How to inoculate the Internet of Medical Things from hacking
There’s no doubt that the Internet of Things (IoT) provides critical security challenges for healthcare organizations that need to be addressed.
The Food and Drug Administration (FDA) recently released guidance on handling medical device vulnerabilities, closely following the release of its more general medical device cybersecurity guidance. As the IoT matures, IoT-connected devices are a growing security concern, and the FDA has increased its focus on medical IoT device security.
This once again brings too close to home the overriding message to vendors and consumers alike that no Internet-connected device is 100 percent secure. If it is connected to the Internet, it can be hacked. Of course, the risk and impact multiplies when the IoT product is a medical device.
Medical devices, and the systems they connect to, can seriously impact patient health. Thankfully, software patches are now addressing the vulnerabilities presenting the biggest risk and are combatting a number of threats.
The fact that traditional hackers are now moving beyond mere desktop computers to medical devices demonstrates how cybersecurity is hitting home in a very personal way, with the risk now extending to the care being delivered to our loved ones.
Medical device manufacturers need to manage any risks related to software vulnerabilities within their own code, as well as monitor and react on vulnerabilities of any third-party or open-source software components they might be using in their devices. They should also have a strategy in place to get updates out to healthcare organizations using their products.
A vulnerability is an error in software that can be exploited with security impact and gain. If hackers launch an attack against Internet-connected medical devices, it can cause enormous damage to the medical manufacturer and providers’ patients, either because the products are controlled by the hackers or because the user data is extracted and abused by those hackers.
Consequently, medical device manufacturers need to increase their focus on the security of the device itself, as well as the software that controls the device. This includes careful code testing, continuous maintenance, careful mapping of bundled software and verified intelligence about software vulnerabilities in that software—as well as ample resources to react promptly and effectively as soon as a vulnerability in the product is reported.
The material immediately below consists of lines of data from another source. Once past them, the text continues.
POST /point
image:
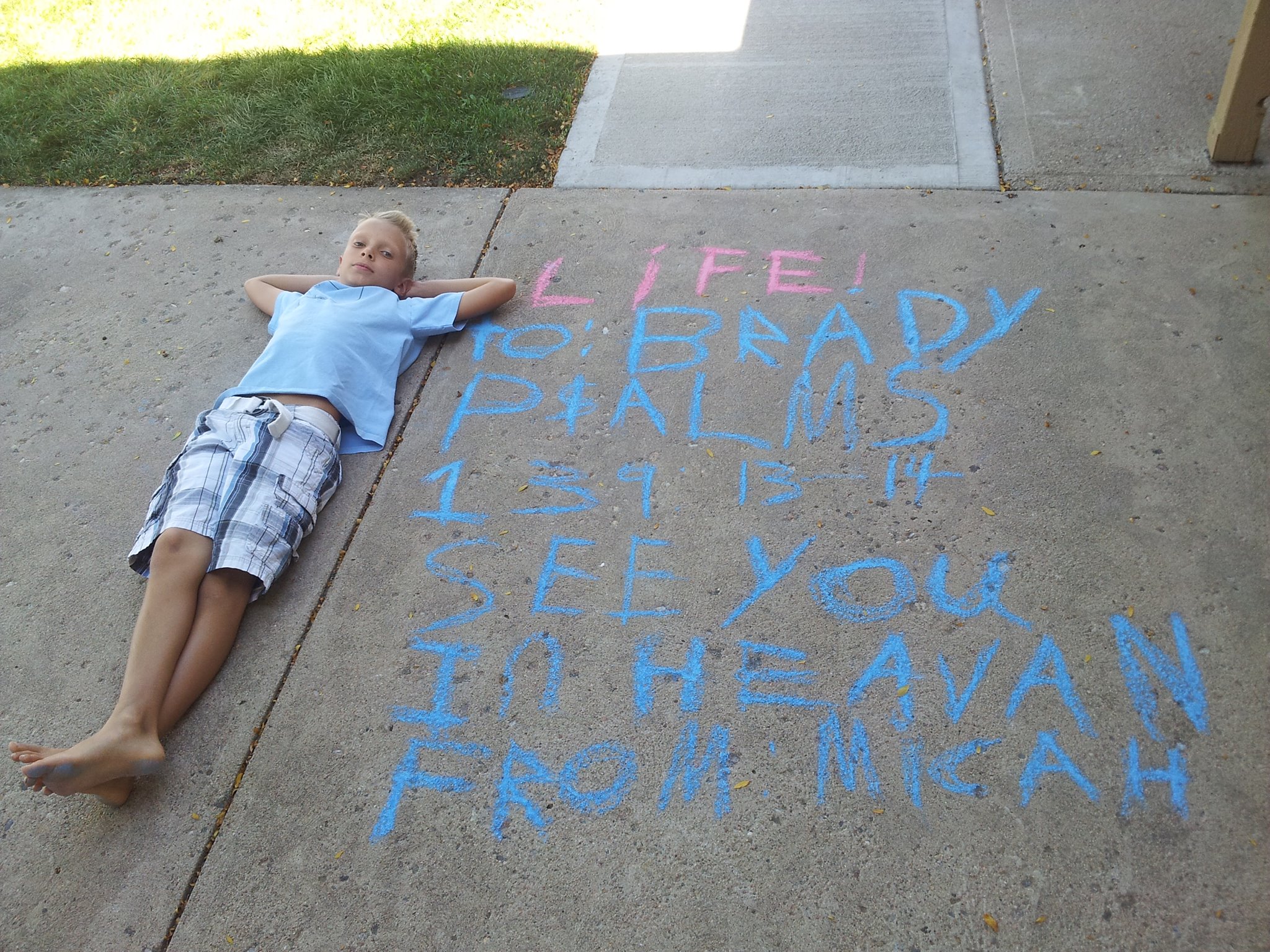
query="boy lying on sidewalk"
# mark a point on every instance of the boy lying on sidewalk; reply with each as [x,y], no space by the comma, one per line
[249,483]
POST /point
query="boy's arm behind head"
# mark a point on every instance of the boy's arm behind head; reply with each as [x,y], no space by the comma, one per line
[263,291]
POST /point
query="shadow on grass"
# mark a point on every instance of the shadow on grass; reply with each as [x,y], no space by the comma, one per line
[415,115]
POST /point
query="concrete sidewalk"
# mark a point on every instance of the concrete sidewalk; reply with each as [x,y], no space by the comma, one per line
[783,569]
[921,93]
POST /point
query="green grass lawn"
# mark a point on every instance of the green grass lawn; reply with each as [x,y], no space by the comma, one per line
[106,92]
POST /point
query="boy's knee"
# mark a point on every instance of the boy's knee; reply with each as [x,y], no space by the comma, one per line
[180,550]
[228,584]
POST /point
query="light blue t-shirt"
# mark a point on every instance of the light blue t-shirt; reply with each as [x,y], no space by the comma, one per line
[347,346]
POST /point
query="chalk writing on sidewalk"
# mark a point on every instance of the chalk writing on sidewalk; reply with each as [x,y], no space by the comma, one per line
[812,443]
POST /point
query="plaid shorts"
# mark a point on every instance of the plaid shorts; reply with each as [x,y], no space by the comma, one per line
[253,494]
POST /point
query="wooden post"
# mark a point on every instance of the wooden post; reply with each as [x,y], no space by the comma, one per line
[1232,136]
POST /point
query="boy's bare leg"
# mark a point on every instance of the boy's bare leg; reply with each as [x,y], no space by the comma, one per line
[127,744]
[223,597]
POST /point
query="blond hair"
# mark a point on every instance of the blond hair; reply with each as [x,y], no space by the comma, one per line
[403,224]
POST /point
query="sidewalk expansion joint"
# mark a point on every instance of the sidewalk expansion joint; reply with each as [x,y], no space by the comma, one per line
[322,598]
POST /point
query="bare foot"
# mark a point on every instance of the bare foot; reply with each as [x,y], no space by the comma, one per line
[110,754]
[113,792]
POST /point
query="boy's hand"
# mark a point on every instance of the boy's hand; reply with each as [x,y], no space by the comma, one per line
[481,295]
[263,291]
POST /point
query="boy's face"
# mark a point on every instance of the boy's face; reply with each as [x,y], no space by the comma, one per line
[376,255]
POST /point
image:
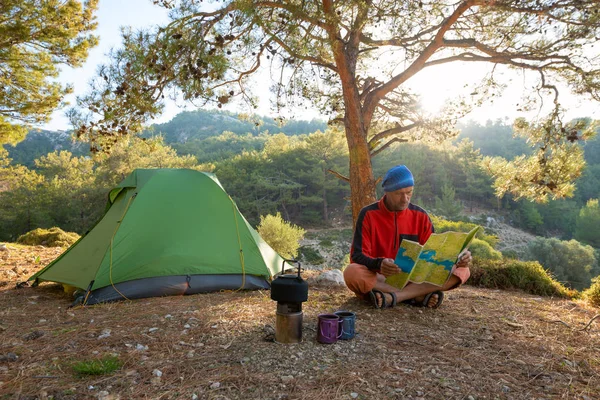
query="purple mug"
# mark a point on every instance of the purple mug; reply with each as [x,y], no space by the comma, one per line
[328,329]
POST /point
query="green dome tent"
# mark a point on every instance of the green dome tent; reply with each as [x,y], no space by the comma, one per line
[165,232]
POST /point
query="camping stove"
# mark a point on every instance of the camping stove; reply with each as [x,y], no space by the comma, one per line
[290,291]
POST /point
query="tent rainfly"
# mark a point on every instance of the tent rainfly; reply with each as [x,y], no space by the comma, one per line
[165,232]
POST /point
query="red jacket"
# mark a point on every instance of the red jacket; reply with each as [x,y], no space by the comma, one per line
[379,231]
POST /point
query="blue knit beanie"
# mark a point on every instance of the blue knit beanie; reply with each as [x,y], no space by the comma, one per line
[396,178]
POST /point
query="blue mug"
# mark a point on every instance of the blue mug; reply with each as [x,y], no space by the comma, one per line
[348,319]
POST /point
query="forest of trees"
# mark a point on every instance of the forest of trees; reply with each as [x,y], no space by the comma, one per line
[47,180]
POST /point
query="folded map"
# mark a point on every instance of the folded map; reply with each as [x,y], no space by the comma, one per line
[432,262]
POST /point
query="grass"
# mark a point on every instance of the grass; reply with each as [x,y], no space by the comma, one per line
[311,255]
[53,237]
[528,276]
[592,294]
[102,366]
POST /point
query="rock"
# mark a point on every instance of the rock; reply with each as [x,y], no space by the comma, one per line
[103,395]
[33,335]
[9,357]
[104,334]
[332,277]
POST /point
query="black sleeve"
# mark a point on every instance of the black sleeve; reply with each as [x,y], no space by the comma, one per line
[362,242]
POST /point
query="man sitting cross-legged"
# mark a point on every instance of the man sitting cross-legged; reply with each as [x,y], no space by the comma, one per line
[379,230]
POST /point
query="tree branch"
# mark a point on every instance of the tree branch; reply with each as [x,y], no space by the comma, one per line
[388,144]
[338,175]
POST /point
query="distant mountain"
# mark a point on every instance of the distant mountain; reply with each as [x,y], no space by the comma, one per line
[184,129]
[41,142]
[200,124]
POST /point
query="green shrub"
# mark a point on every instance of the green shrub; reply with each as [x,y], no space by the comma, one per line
[510,254]
[484,250]
[53,237]
[284,237]
[569,261]
[592,294]
[101,366]
[528,276]
[311,255]
[442,225]
[326,243]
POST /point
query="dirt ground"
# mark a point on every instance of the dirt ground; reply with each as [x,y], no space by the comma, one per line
[481,344]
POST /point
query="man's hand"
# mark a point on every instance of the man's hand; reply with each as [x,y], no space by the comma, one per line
[464,260]
[389,268]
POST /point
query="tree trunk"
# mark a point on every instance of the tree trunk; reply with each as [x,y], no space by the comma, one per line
[345,54]
[362,183]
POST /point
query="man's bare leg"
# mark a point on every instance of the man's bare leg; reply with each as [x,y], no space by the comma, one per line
[412,290]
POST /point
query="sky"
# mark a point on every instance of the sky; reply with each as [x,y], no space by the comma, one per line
[434,85]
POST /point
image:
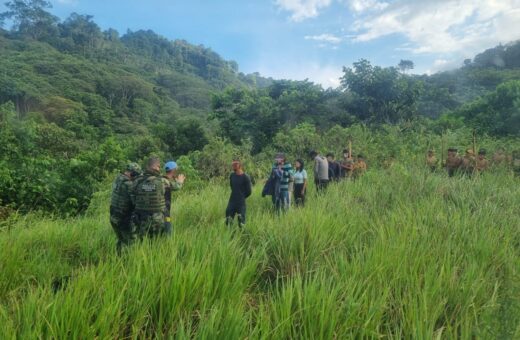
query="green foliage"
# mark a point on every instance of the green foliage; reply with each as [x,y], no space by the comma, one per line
[497,113]
[380,95]
[416,255]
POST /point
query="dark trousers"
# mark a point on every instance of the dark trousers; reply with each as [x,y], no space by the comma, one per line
[299,197]
[236,208]
[321,184]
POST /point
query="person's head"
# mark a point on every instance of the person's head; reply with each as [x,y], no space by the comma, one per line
[153,164]
[279,158]
[132,170]
[299,164]
[452,152]
[236,165]
[170,168]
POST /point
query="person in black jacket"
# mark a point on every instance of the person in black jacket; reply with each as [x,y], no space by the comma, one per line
[240,190]
[334,168]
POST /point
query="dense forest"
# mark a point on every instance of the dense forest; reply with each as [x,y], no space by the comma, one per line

Healthcare organizations, additionally, must be aware of hacking risks and apply sufficient pressure on their vendors to stay current in defeating hacking threats.
One of the primary concerns associated with Internet-connected devices is the risk of hackers exploiting vulnerabilities and using applications on medical devices as a vector for viruses and malware. Today, more than ever, it is up to medical device manufacturers to be vigilant and mitigate the exposure associated with connected devices.
They can do so in five simple steps:
- For medical applications that sit at the operating-system level, adopt tamper-resistant technology to protect software applications from hackers.
- Protect embedded software on the medical device from reverse engineering and make changes at the machine level to strengthen protections.
- Ensure that the applications on medical devices and mobile-device management systems have an easy, automated mechanism for getting the latest security patches and updates out as fast as possible.
- Proactively monitor medical devices for application issues.
- Provide a reliable and secure ecosystem with clear traceability through the supply chain—from initial software delivery to subsequent firmware/software updates on the device—as well as the ability to proactively disable devices at mandated end-of-life or during product recalls.
Healthcare organizations can’t solely rely on medical device manufacturers’ efforts to protect their devices. Provider organizations must be sure they work hand-in-glove with manufacturers to ensure device protections are current and effective.
Recently, much attention has been paid to potential security threats facing smart, Internet-connected appliances, such as thermostats, TVs, wireless speaker systems, refrigerators, cars and more. As the news progresses from the advantages of the Internet of Things (IoT) to the associated risks of exposure, it is more important than ever to discuss how device manufacturers can embrace these products while keeping risks at bay, especially when it comes to medical devices.